Closing the Education-to-Employment Gap: The Rise of the Career Center as Campus Infrastructure
Higher education is under mounting pressure to prove its value. As student debt, shifting demographics, and employer expectations reshape the landscape, institutions are being forced to rethink how they prepare students for life after graduation. At the same time, new data shows a sharp rise in internship-to-full-time hiring, with recent cohorts converting at their highest rate in years—underscoring how critical hands-on experience has become. Yet many institutions still stop short of requiring structured career education, creating a widening gap between how students are prepared and how they ultimately enter the workforce.
So what happens when the traditional “career services office” is no longer enough? How can universities evolve career centers into something more embedded, scalable, and essential to student success?
On this episode of Signals in Higher Ed, host Darin Francis sits down with Dr. Patrick Madsen, Associate Dean of Advising & Experiential Learning at the University of North Carolina at Charlotte, to explore a fundamental shift: moving from career services as a standalone function to a fully integrated campus ecosystem.
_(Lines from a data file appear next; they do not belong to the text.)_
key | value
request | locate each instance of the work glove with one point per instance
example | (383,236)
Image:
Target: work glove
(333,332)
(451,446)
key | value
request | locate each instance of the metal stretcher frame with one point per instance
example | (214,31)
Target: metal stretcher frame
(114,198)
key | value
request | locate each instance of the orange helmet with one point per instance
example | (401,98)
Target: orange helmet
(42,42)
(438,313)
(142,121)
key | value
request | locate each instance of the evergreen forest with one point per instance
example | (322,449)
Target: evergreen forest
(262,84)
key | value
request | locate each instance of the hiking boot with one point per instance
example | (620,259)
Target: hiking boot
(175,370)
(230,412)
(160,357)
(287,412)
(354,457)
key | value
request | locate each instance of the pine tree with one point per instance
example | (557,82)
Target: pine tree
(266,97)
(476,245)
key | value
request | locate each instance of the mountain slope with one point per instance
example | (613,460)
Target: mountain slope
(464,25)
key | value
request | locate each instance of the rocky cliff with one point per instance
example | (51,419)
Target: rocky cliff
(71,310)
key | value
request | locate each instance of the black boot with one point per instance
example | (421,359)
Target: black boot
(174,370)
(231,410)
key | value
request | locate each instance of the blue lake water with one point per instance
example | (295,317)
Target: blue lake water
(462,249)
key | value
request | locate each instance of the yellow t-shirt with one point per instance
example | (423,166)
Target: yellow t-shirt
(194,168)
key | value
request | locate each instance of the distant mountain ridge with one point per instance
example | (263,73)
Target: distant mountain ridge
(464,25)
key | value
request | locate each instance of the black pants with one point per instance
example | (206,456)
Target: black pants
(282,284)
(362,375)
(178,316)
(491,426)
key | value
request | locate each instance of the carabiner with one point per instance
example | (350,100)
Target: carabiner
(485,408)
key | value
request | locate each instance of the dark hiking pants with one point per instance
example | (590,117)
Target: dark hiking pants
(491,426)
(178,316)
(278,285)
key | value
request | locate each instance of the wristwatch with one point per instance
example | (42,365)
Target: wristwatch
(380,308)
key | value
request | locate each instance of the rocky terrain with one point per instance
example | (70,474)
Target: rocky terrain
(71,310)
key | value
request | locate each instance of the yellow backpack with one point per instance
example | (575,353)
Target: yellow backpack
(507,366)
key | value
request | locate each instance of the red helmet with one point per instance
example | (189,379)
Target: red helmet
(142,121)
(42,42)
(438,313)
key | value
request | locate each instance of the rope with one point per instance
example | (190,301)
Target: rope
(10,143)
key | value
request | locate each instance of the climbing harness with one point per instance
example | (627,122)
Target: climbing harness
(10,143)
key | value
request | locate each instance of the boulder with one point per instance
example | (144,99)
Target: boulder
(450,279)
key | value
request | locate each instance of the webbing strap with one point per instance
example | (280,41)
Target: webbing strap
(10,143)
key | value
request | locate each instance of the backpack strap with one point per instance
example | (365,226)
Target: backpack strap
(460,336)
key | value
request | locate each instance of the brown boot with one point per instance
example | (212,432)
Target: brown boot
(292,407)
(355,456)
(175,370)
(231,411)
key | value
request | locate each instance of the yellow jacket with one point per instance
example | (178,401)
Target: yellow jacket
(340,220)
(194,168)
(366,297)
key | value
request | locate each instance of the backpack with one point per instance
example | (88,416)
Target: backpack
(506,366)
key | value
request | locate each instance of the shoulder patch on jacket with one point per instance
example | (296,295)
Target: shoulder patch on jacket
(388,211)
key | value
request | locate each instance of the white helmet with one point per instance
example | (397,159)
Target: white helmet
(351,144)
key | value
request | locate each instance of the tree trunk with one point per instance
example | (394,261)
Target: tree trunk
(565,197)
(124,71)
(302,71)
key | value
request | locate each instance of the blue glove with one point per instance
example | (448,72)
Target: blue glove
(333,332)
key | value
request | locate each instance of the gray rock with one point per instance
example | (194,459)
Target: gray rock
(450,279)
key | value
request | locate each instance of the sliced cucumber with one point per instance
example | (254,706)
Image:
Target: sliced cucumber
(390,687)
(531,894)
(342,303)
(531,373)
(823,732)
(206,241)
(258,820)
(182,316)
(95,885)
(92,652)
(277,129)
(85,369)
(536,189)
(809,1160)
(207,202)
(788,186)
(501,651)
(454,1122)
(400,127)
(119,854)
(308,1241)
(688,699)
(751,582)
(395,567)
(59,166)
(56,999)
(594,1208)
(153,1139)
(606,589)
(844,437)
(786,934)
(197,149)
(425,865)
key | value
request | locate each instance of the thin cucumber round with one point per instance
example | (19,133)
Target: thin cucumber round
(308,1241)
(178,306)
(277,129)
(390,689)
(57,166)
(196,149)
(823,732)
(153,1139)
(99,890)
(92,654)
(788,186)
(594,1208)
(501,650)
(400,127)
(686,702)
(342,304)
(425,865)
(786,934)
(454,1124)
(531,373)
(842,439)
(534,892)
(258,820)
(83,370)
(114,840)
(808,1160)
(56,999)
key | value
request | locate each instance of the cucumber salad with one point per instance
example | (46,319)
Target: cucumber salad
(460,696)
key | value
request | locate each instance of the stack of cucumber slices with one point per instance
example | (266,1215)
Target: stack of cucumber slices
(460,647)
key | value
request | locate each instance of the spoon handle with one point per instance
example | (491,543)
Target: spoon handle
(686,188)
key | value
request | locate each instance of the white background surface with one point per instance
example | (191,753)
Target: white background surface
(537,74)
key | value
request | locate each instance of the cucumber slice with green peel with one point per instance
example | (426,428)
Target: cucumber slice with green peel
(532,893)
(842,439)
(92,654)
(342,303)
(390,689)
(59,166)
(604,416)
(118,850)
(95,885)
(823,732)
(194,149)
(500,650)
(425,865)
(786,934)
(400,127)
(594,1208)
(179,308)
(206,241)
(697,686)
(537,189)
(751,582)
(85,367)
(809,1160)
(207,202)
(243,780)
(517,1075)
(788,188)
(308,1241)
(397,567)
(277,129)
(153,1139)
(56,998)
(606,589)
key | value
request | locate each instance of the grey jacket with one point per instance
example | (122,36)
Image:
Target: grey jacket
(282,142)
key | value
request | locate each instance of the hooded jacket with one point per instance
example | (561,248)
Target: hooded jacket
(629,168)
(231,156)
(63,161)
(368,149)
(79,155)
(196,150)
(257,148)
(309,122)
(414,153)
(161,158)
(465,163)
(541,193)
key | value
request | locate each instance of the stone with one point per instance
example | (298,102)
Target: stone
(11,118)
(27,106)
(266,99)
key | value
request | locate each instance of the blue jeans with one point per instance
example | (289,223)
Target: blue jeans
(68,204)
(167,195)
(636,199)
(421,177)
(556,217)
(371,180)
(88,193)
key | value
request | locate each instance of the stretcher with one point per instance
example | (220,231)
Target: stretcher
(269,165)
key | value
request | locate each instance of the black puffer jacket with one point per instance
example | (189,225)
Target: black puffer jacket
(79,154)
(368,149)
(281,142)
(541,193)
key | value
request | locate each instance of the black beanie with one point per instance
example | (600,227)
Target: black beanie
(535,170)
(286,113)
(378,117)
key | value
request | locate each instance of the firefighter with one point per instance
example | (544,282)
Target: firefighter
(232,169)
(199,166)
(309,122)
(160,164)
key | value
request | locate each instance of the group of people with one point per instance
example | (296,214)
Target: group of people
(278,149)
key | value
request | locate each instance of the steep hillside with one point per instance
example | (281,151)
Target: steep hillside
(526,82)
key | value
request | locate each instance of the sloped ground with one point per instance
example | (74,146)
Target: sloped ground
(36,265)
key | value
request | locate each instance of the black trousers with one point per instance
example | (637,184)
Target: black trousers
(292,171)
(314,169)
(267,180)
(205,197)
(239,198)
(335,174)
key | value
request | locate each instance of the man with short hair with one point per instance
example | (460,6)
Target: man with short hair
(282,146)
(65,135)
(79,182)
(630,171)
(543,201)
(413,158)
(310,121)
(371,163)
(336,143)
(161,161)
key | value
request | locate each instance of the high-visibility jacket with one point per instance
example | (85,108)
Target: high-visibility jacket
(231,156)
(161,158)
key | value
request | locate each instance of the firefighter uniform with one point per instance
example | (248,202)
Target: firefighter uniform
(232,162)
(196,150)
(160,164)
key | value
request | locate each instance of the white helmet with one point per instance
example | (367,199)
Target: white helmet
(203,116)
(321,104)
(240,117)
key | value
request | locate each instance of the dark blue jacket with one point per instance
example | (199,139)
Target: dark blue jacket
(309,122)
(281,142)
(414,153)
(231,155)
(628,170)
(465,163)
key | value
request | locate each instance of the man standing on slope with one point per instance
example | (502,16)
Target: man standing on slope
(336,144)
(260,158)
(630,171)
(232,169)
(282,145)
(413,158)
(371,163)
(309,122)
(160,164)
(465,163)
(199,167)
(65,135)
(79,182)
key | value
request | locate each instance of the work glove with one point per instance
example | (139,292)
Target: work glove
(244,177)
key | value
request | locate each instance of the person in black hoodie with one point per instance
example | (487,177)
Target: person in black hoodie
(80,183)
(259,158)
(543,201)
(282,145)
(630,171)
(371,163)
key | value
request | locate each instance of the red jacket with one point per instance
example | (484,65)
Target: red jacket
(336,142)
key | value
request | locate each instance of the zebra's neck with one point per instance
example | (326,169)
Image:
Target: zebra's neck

The conversation dives into how institutions can embed experiential learning at scale, align stakeholders across campus, and redefine career readiness as a shared responsibility.
Dr. Patrick Madsen is a senior higher education leader who specializes in integrating academic advising, career education, and experiential learning into scalable, data-driven student success systems, most notably through the development of the “Charlotte Model.” Dr. Madsen has led large, cross-functional teams and multimillion-dollar portfolios, driving innovation in career ecosystems, employer partnerships, and experiential learning infrastructure to improve retention, graduation, and workforce outcomes. With over 20 years of experience—including leadership roles at institutions like UNC Charlotte, Johns Hopkins University, and UNC Greensboro—he is also an experienced educator, national speaker, and consultant on career development, organizational strategy, and university-industry alignment.